Sensing calcium at all can be crucial. Though it doesn’t fit into the five established tastes the tongue’s receptors can identify — sweet, sour, salty, bitter and savory (umami) — humans can taste it, and describe it as slightly bitter and sour.
New research conducted by scientists at UC Santa Barbara and colleagues in Korea has established that calcium taste also exists in fruit flies (Drosophila melanogaster). The team also uncovered a unique class of gustatory receptor neurons (GRNs) necessary for calcium taste in these model organisms. Surprisingly, given that some calcium is necessary to sustain life, the flies were indifferent to low calcium and averse to high levels. The findings appear in the journal Neuron.
“We wanted to understand the underlying mechanisms used to respond to the presence of calcium in food,” said senior author Craig Montell, Duggan Professor of Molecular, Cellular, and Developmental Biology and Neuroscience. “We not only identified the taste neurons but also found three receptor proteins that are important in sensing calcium. In fact, eliminating any one of them allowed us to do an interesting survival experiment.”
The investigators used petri dishes with one side containing solely sugar (fructose) and the other a mix of sugar and a high level of calcium. Normal flies that rejected the high-calcium side and ate only pure fructose survived. Mutant flies — those in which any one of the three newly found GRNs was removed — were unable to distinguish the two halves of the petri dish.
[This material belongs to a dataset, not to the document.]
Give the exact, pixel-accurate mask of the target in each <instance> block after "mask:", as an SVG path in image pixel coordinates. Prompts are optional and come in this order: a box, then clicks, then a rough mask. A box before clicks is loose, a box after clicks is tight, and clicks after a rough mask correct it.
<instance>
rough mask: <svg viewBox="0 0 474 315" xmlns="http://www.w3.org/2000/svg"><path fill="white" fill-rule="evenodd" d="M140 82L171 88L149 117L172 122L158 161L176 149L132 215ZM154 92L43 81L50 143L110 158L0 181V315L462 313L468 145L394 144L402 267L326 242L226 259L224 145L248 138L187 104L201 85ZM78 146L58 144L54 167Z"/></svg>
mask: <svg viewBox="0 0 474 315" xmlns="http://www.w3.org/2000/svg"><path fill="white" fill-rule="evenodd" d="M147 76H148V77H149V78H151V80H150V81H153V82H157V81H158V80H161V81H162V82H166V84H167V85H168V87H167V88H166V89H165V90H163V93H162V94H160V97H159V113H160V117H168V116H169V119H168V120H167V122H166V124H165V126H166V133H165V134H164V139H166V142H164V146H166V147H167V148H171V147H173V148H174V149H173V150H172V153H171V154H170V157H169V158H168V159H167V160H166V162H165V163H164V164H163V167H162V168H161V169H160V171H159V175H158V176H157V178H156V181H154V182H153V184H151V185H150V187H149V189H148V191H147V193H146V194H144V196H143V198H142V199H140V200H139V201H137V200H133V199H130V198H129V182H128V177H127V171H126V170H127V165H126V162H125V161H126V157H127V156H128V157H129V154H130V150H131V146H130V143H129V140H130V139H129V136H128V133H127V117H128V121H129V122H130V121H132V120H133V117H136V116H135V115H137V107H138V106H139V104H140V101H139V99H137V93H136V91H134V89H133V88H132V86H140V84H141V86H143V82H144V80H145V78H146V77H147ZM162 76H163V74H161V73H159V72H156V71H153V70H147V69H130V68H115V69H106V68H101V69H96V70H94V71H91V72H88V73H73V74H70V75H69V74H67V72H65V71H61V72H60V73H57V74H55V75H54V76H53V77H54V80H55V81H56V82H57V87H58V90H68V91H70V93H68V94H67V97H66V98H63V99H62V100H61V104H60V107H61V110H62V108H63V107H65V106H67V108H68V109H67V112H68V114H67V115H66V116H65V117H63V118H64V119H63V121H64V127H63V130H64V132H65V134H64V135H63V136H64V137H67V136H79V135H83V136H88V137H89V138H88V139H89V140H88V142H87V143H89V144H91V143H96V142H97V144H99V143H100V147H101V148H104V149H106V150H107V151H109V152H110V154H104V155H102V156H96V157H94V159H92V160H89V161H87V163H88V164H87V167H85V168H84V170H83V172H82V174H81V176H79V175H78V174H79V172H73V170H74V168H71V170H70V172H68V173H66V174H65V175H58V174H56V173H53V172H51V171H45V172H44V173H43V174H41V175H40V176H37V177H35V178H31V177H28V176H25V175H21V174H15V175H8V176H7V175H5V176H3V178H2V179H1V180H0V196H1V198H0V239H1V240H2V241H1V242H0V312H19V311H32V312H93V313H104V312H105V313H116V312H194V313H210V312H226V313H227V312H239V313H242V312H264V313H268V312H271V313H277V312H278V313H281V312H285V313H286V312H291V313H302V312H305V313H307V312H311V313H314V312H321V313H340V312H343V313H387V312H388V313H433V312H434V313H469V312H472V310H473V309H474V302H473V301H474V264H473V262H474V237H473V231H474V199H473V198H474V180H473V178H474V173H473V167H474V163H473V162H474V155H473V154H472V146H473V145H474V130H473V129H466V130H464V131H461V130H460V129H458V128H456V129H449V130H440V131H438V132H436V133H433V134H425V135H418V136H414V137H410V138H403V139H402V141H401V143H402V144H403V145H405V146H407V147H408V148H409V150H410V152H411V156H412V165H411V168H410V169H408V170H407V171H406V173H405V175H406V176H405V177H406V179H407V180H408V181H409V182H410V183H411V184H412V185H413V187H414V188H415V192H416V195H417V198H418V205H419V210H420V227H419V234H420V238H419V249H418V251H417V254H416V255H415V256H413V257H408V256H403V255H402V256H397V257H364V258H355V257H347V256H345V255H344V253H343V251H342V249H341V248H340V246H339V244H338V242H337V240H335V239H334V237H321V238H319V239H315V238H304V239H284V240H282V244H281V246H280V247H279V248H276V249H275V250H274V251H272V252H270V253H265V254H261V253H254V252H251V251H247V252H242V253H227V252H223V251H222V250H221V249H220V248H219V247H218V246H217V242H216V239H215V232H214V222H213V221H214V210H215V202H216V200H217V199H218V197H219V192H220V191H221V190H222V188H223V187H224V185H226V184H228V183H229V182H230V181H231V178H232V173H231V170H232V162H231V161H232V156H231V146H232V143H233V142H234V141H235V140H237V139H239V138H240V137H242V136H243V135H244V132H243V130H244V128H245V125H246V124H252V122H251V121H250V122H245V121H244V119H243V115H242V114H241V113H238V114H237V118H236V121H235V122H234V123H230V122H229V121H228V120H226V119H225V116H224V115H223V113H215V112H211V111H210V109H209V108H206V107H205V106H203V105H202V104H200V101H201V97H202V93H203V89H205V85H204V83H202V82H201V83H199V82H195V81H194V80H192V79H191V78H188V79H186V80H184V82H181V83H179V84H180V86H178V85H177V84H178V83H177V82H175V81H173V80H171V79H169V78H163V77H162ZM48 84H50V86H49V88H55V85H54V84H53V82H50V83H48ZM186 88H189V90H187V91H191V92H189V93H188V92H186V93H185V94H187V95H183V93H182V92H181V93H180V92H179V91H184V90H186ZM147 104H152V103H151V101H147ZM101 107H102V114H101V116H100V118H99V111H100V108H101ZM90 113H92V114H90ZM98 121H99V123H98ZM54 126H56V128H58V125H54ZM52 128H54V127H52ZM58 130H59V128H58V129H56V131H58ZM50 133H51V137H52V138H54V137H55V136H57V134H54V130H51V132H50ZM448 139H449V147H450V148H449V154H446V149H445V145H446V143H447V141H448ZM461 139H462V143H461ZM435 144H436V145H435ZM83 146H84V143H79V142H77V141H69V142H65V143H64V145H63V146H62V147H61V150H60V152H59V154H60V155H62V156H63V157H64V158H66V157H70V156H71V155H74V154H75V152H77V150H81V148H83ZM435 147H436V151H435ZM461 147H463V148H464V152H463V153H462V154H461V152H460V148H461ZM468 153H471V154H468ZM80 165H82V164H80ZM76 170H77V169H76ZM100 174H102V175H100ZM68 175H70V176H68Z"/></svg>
As a result, they consumed enough of the calcium to cause viability problems and, over time, died.
“It turns out that fruit flies don’t have a mechanism for sensing low calcium even though it’s good for them, but they are trying to guard against consuming too much calcium,” Montell explained.
“Surprisingly, we found that calcium avoidance occurred through two mechanisms: activation of a unique class of GRNs, distinct from those that sense bitter compounds and which cause a stop-feeding signal when activated. In addition, calcium inhibits sugar-activated GRNs,” he added. “In humans, high calcium is associated with many diseases and can even be life threatening. Our results suggest that calcium taste might function primarily as a deterrent in wide range of animals, including humans.”